Bulimic Behavior Statistics: Risk Factors
Bulimia has been diagnosed in children as young as kindergarten age and is rising in the elderly population due to the fact that many patients do not receive a diagnosis or treatment earlier in life. Nevertheless, 95 percent of those with bulimia range in age from 12 to 25, and 90 percent are female. In a recent survey of sixth-grade girls, almost three-quarters stated that they first started worrying about their weight between the ages of nine and 11 years old. Another study found that 44 percent of junior high girls who read magazines about dieting were twice as likely to develop anorexic behavior and three times as likely to experiment with self-induced vomiting.
Dieting is a definite risk factor for the development of bulimia as well. Those who diet regularly are 18 times more likely to develop an eating disorder than those who do not. In addition, bulimia develops 12 times more often in young girls who diet repeatedly. Furthermore, kids who have a family member who diets frequently are more likely to develop bulimia and other unhealthy behavior related to food.
Many people believe that Caucasians are the only ethnic group that has an issue with bulimia.

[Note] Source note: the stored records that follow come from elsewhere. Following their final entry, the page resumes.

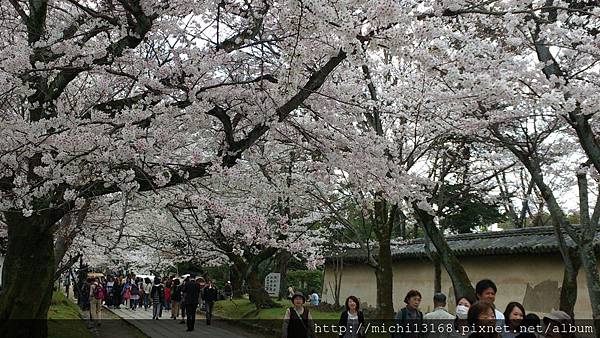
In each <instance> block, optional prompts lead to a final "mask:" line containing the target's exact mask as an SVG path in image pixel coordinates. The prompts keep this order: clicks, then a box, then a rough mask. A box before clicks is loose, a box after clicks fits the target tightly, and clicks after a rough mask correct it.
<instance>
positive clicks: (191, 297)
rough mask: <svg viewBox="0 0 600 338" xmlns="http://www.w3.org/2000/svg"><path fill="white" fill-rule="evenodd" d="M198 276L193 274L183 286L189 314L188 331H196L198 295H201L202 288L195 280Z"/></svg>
mask: <svg viewBox="0 0 600 338" xmlns="http://www.w3.org/2000/svg"><path fill="white" fill-rule="evenodd" d="M195 278H196V276H192V277H191V278H190V280H189V282H187V283H186V284H185V285H184V287H183V294H184V302H185V312H186V316H187V321H186V323H187V327H188V329H187V331H194V324H195V323H196V308H198V296H199V295H200V288H199V287H198V284H196V281H195V280H194V279H195Z"/></svg>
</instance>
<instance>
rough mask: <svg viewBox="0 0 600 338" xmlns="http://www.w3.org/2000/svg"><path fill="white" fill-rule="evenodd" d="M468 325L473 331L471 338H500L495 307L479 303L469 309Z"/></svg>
mask: <svg viewBox="0 0 600 338" xmlns="http://www.w3.org/2000/svg"><path fill="white" fill-rule="evenodd" d="M467 323H468V325H469V328H470V329H471V334H470V335H469V338H498V333H497V332H496V314H495V311H494V305H493V304H490V303H486V302H477V303H475V304H473V305H472V306H471V307H470V308H469V313H468V314H467Z"/></svg>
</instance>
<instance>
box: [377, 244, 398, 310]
mask: <svg viewBox="0 0 600 338" xmlns="http://www.w3.org/2000/svg"><path fill="white" fill-rule="evenodd" d="M378 263H379V265H378V266H377V267H376V268H375V277H376V281H377V315H378V317H379V318H381V319H384V318H388V319H389V318H393V316H394V303H393V297H392V296H393V283H394V280H393V278H394V276H393V273H392V251H391V248H390V239H389V238H380V239H379V254H378Z"/></svg>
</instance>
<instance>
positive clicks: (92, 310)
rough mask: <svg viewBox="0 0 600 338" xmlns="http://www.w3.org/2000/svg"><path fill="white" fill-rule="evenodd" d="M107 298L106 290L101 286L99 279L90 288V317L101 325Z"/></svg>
mask: <svg viewBox="0 0 600 338" xmlns="http://www.w3.org/2000/svg"><path fill="white" fill-rule="evenodd" d="M104 298H106V289H104V286H103V285H102V284H100V282H99V281H98V278H96V279H94V282H93V283H92V285H91V286H90V317H91V320H92V322H96V324H98V325H100V319H102V301H103V300H104Z"/></svg>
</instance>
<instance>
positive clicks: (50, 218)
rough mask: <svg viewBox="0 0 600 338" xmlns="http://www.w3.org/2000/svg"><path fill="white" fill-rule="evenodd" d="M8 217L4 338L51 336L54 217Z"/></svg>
mask: <svg viewBox="0 0 600 338" xmlns="http://www.w3.org/2000/svg"><path fill="white" fill-rule="evenodd" d="M4 216H5V219H6V224H7V225H8V250H7V253H6V258H5V261H4V262H5V265H4V270H3V273H2V283H3V285H2V291H0V337H5V338H17V337H19V338H38V337H47V336H48V324H47V318H48V308H49V307H50V301H51V300H52V284H53V282H54V269H55V265H54V238H53V234H52V233H51V230H50V229H51V227H50V225H52V224H53V222H52V218H51V217H48V215H45V214H42V215H34V216H32V217H29V218H25V217H23V216H22V214H21V213H20V212H6V213H4Z"/></svg>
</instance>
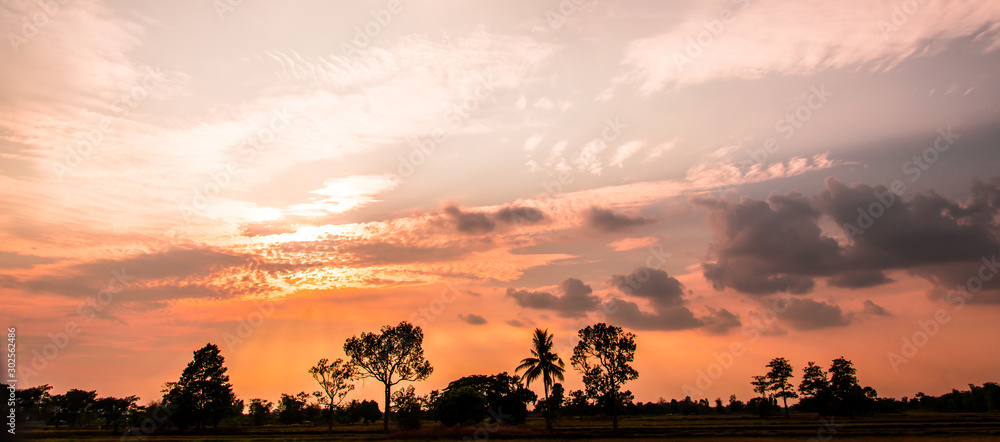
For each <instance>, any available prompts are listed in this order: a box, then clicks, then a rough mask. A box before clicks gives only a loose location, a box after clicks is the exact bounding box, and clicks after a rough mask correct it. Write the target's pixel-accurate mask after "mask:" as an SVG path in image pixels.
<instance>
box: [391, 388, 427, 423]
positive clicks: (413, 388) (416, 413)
mask: <svg viewBox="0 0 1000 442" xmlns="http://www.w3.org/2000/svg"><path fill="white" fill-rule="evenodd" d="M392 409H393V412H394V413H396V422H397V424H398V425H399V427H400V428H402V429H404V430H416V429H418V428H420V418H421V417H423V411H422V410H421V400H420V398H419V397H417V394H416V389H414V388H413V386H412V385H408V386H406V387H404V388H400V389H399V390H396V391H395V392H394V393H392Z"/></svg>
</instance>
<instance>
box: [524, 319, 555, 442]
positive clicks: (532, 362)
mask: <svg viewBox="0 0 1000 442" xmlns="http://www.w3.org/2000/svg"><path fill="white" fill-rule="evenodd" d="M565 366H566V364H564V363H563V361H562V358H560V357H559V355H557V354H555V353H554V352H552V335H551V334H549V331H548V330H544V331H543V330H542V329H540V328H536V329H535V335H534V337H533V338H532V348H531V357H530V358H524V359H522V360H521V365H518V366H517V368H516V369H515V370H514V371H515V372H519V371H522V370H523V371H524V385H525V386H527V385H529V384H531V383H532V382H534V381H535V379H539V378H541V379H542V386H543V387H544V389H545V402H544V404H545V428H546V429H547V430H551V429H552V410H551V408H552V407H551V406H549V405H550V404H549V389H550V388H551V386H552V384H553V383H554V382H555V381H561V380H563V379H564V377H563V373H564V372H565V371H566V369H565V368H564V367H565Z"/></svg>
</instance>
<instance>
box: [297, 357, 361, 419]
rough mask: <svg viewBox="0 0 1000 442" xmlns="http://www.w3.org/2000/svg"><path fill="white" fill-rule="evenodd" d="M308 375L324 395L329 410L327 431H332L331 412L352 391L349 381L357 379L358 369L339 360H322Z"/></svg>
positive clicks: (351, 387)
mask: <svg viewBox="0 0 1000 442" xmlns="http://www.w3.org/2000/svg"><path fill="white" fill-rule="evenodd" d="M309 374H311V375H313V379H316V382H317V383H319V386H320V388H322V389H323V393H324V394H325V395H326V398H325V400H326V401H327V405H328V408H329V410H330V419H329V430H330V431H333V412H334V410H335V409H337V408H339V407H340V404H342V403H343V402H344V398H345V397H347V394H348V393H350V392H351V390H354V384H353V383H351V381H353V380H354V379H356V378H357V377H358V369H357V368H356V367H354V366H353V365H351V364H348V363H345V362H344V360H343V359H340V358H337V360H335V361H333V362H330V361H329V359H327V358H323V359H320V360H319V362H317V363H316V366H314V367H312V368H310V369H309Z"/></svg>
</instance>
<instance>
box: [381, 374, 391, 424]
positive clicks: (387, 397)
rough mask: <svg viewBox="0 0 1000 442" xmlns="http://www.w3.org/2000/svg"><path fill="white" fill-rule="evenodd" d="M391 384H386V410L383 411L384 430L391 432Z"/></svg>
mask: <svg viewBox="0 0 1000 442" xmlns="http://www.w3.org/2000/svg"><path fill="white" fill-rule="evenodd" d="M389 389H390V387H389V384H385V411H384V412H383V413H382V431H385V432H386V433H388V432H389Z"/></svg>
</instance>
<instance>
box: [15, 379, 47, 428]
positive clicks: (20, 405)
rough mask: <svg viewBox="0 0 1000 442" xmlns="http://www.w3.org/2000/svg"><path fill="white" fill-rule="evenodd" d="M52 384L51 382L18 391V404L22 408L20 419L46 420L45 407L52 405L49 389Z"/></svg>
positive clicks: (45, 408) (17, 403)
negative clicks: (49, 384)
mask: <svg viewBox="0 0 1000 442" xmlns="http://www.w3.org/2000/svg"><path fill="white" fill-rule="evenodd" d="M51 390H52V386H51V385H49V384H44V385H38V386H35V387H31V388H25V389H24V390H18V392H17V395H16V396H17V401H16V402H17V406H18V408H20V409H21V412H20V413H18V415H17V417H18V419H23V420H25V421H33V420H45V415H46V414H47V413H46V411H45V409H46V408H48V407H49V406H51V405H52V404H51V400H52V396H50V395H49V391H51Z"/></svg>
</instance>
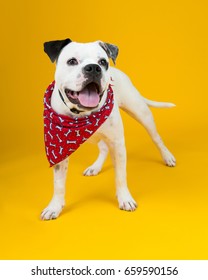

Current research shows this to be a false stereotype. The proportion of minorities with bulimia and other disordered eating habits are similar to those of the white population. Students who enter America from other countries are more likely to develop bulimia if they adopt Western ideas about diet and beauty. Also, it has been reported that 74 percent of American Indian women have reported dieting and purging at some time in their life. The United States is not the only place in the world bulimia has become a major health concern. In fact, in Japan, eating disorders are the leading mental disorder confronting women today.